Another advantage exists with respect to the adjectival sets--the measure of how finely evaluated a situation is can be similarly controlled by the scope of the set being used. A set with only three adjectives (low, medium, high) allows for broad evaluations that can be quickly accomplished and are suitable for situations that don't require a high degree of analysis. That same set can be expanded to, say, five adjectives (minor, low, medium, high, intense) to allow a more precise evaluation to occur, when necessary.
With these layered scopes of adjective sets you could, for example, even have an AI estimate how important a particular decision is (such as, "Is this an important battle?") and use differently scoped sets of adjectives for its related decision making as a result. Choices of low importance--say, a battle involving less than 3% of the AI's total army--may use a smaller, and therefore quicker, adjectival set for decision making, but a large and critical battle--perhaps more than 50% of the AI's army, or over a city that constitutes 30% of its economy--may cause it to use a finely scoped adjectival set so it can make a more "thought-out" decision.
Getting Personal
This approach also permits a much more believable personality to be constructed for different AIs. Accomplish this by defining personality traits using adjectives, so that it begins play with something like: Personality Aggressiveness=Low. These personality rules affect how future evaluations are made, either upward or downward adjusting the other adjective rule values relative to that specific AI. This means that the AIs, like people, will have different "mental" definitions and will evaluate situations in more divergent ways.
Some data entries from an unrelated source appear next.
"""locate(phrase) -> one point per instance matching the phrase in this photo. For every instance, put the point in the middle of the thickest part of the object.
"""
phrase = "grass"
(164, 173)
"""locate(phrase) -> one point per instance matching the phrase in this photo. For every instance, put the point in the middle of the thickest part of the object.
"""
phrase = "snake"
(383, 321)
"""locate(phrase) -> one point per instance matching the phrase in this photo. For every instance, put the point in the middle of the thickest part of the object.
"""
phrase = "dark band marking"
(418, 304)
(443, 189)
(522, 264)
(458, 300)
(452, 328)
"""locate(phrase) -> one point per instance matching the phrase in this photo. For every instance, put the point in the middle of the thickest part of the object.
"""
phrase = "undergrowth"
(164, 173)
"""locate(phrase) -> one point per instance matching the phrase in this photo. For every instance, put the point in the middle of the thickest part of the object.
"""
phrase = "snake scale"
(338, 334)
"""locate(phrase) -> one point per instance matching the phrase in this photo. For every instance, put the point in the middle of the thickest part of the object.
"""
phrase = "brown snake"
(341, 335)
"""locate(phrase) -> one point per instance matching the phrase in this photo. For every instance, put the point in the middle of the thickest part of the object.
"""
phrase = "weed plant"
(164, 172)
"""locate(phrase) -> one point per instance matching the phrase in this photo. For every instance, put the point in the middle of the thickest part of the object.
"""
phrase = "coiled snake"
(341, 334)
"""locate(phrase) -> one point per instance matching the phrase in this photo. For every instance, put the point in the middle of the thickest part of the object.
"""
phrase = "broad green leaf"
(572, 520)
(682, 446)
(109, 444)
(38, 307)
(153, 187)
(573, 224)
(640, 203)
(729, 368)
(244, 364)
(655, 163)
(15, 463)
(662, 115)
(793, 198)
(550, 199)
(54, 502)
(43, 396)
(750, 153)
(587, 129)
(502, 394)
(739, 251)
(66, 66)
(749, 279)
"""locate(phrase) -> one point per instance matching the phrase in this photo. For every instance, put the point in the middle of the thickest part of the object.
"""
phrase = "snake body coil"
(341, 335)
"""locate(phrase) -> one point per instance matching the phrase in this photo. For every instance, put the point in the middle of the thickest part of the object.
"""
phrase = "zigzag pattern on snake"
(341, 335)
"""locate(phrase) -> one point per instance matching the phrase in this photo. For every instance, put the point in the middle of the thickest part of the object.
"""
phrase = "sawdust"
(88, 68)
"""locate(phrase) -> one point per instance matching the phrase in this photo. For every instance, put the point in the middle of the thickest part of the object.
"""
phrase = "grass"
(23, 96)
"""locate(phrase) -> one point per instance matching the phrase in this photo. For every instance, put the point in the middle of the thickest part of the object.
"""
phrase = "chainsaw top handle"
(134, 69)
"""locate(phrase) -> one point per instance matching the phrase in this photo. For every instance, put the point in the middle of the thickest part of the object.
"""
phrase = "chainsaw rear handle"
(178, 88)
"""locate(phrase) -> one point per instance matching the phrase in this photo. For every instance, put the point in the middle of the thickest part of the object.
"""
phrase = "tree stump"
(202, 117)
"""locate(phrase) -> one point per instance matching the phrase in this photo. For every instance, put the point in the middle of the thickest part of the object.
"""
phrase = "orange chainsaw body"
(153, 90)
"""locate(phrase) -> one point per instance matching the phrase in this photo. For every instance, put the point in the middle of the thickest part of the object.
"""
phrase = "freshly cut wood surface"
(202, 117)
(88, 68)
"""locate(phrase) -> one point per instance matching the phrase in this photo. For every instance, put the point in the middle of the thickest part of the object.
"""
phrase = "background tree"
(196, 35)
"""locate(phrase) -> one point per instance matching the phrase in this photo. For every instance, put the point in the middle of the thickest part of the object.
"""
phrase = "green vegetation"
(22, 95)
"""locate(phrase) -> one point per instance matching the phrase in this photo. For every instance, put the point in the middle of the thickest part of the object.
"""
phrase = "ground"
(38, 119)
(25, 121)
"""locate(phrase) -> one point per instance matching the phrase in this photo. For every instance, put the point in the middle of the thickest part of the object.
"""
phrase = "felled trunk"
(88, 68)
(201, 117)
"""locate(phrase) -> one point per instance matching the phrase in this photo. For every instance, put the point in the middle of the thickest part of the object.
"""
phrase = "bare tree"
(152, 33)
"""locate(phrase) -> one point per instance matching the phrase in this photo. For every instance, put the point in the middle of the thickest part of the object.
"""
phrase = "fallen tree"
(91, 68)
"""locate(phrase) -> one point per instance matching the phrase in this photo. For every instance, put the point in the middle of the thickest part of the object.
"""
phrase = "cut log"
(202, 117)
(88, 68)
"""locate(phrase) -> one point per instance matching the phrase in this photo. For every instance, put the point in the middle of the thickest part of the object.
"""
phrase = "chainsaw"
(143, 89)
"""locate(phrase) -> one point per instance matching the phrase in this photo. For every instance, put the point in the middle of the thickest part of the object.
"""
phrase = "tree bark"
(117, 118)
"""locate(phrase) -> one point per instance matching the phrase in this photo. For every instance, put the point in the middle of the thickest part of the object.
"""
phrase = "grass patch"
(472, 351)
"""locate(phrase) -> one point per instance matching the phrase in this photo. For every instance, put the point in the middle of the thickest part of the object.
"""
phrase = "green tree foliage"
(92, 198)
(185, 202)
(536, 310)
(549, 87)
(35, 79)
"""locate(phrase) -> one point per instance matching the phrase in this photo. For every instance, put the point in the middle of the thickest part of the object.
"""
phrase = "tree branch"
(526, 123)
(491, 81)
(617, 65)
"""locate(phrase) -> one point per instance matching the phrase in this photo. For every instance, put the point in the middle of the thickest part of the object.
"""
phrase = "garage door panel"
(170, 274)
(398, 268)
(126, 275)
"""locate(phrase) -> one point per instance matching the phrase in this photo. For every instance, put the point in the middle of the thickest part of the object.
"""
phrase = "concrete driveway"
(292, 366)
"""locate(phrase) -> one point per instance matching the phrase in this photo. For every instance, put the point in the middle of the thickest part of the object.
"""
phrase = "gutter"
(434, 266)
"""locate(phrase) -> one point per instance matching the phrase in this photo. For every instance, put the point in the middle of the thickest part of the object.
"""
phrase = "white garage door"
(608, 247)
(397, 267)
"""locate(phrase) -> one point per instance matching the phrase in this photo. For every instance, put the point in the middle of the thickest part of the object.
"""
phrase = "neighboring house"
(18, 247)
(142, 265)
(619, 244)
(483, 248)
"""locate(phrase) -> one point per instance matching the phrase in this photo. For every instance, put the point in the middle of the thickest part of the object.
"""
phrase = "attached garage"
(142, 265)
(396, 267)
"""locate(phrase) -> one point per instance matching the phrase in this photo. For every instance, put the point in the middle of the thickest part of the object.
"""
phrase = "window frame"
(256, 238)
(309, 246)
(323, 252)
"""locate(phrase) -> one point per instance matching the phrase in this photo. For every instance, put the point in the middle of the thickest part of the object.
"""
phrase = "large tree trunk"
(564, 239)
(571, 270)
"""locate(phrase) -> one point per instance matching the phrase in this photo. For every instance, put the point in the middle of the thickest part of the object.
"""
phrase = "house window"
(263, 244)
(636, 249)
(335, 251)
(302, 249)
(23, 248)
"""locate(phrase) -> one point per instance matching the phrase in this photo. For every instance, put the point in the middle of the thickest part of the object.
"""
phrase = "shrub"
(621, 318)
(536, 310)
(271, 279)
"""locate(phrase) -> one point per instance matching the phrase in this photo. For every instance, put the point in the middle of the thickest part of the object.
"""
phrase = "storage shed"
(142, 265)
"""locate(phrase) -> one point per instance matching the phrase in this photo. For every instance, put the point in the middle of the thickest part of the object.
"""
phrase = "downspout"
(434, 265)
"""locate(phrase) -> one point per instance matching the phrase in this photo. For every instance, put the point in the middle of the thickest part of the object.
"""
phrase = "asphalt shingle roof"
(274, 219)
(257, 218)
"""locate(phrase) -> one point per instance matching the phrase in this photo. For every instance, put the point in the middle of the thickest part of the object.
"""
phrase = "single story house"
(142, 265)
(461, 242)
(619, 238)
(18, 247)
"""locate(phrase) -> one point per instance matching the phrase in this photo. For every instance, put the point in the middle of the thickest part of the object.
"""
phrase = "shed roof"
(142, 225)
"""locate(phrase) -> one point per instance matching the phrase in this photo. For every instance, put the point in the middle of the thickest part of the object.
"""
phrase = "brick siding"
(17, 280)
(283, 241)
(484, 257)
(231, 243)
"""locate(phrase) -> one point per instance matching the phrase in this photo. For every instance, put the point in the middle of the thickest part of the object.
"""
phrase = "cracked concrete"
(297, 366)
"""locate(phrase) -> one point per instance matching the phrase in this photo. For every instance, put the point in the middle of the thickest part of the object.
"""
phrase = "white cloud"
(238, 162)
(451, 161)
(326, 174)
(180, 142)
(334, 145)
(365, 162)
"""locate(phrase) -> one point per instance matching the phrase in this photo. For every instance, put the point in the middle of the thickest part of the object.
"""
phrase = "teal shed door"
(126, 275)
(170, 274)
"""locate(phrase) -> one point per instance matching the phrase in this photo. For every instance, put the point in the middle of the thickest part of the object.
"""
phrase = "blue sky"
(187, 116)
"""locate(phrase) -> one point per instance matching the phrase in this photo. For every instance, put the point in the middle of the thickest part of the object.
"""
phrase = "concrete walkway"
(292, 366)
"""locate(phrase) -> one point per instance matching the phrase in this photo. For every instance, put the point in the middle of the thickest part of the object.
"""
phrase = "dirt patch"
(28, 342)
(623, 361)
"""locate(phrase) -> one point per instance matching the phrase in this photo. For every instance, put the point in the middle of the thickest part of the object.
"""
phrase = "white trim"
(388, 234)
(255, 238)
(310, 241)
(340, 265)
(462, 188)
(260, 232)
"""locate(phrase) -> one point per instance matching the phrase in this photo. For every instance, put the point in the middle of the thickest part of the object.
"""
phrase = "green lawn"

The result is that, in a game where a single "low" aggressiveness AI finds itself surrounded by high and intense aggressiveness players, it will actually upward adjust its relative aggressiveness to still remain "low" overall--whereas a static definition, such as "1.5," may otherwise cause that AI to continue play as though it were really and only "minor aggressive" instead. The AI is therefore natively adaptive, particularly where human players enter the equation; such an AI would have a meaningful measure as to how the human is playing the game and what it really means to be "low" or "intensely" aggressive, as a result.
Modder's Advantage
A final benefit is present for modders through abstraction of the game mechanics. A value of "3.0" requires a modder understand if "3.0" is a big or small value, for whatever it is being used to modify. "3.0" may be a significantly high value for adjusting economic focus, but extremely small for a military one. That is, using absolute, numerical values cause a modder to need to more accurately understand the mechanics at work in order to determine what absolute values are appropriate.
Not to mention, "3.0" may be large for one game, but relatively small for another. Adjectives abstract this, and make it so that a numerical understanding of the mechanics is no longer necessary for the average modder.
Instead, they simply have to know about the adjective set being applied and the rest--the scope and scale--is largely intuitive. It permits a very practical way for a modder to approach even very disparate aspects of the AI and the game without having to be deeply knowledgeable about all of the affected mechanics.